Plugin Configuration
Model Configuration
Standard Model Configuration
The Create Runtime Viseme Generator
node uses default settings that work well for most scenarios. Configuration is handled through the Animation Blueprint blending node properties.
For Animation Blueprint configuration options, see the Lip Sync Configuration section below.
Realistic Model Configuration
The Create Realistic MetaHuman Lip Sync Generator
node accepts an optional Configuration parameter that allows you to customize the generator's behavior:
Model Type
The Model Type setting determines which version of the realistic model to use:
Model Type | Performance | Visual Quality | Noise Handling | Recommended Use Cases |
---|---|---|---|---|
Highly Optimized (Default) | Highest performance, lowest CPU usage | Good quality | May show noticeable mouth movements with background noise or non-voice sounds | Clean audio environments, performance-critical scenarios |
Semi-Optimized | Good performance, moderate CPU usage | High quality | Better stability with noisy audio | Balanced performance and quality, mixed audio conditions |
Original | Suitable for real-time use on modern CPUs | Highest quality | Most stable with background noise and non-voice sounds | High-quality productions, noisy audio environments, when maximum accuracy is needed |
Performance Settings
Intra Op Threads: Controls the number of threads used for internal model processing operations.
- 0 (Default/Automatic): Uses automatic detection (typically 1/4 of available CPU cores, maximum 4)
- 1-16: Manually specify thread count. Higher values may improve performance on multi-core systems but use more CPU
Inter Op Threads: Controls the number of threads used for parallel execution of different model operations.
- 0 (Default/Automatic): Uses automatic detection (typically 1/8 of available CPU cores, maximum 2)

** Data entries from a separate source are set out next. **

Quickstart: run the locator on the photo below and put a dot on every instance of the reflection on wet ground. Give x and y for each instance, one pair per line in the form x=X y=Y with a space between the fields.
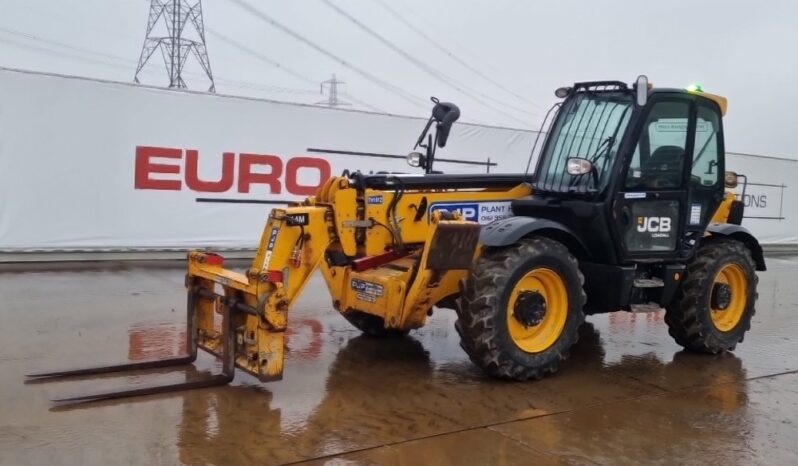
x=628 y=395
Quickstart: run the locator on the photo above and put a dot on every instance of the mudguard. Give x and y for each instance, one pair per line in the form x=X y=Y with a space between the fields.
x=510 y=230
x=741 y=234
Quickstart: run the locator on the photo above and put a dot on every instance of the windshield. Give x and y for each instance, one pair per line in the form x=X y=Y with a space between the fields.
x=590 y=125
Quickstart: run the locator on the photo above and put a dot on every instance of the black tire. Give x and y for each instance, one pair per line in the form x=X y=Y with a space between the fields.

- 1-8: Manually specify thread count. Usually kept low for real-time processing
Processing Chunk Size
The Processing Chunk Size determines how many samples are processed in each inference step. The default value is 160 samples (10ms of audio at 16kHz):
- Smaller values provide more frequent updates but increase CPU usage
- Larger values reduce CPU load but may decrease lip sync responsiveness
- Recommended to use multiples of 160 for optimal alignment
Mood-Enabled Model Configuration
The Create Realistic MetaHuman Lip Sync With Mood Generator
node provides additional configuration options beyond the basic realistic model:
Basic Configuration
Lookahead Ms: Lookahead timing in milliseconds for improved lip sync accuracy.
- Default: 80ms
- Range: 20ms to 200ms (must be divisible by 20)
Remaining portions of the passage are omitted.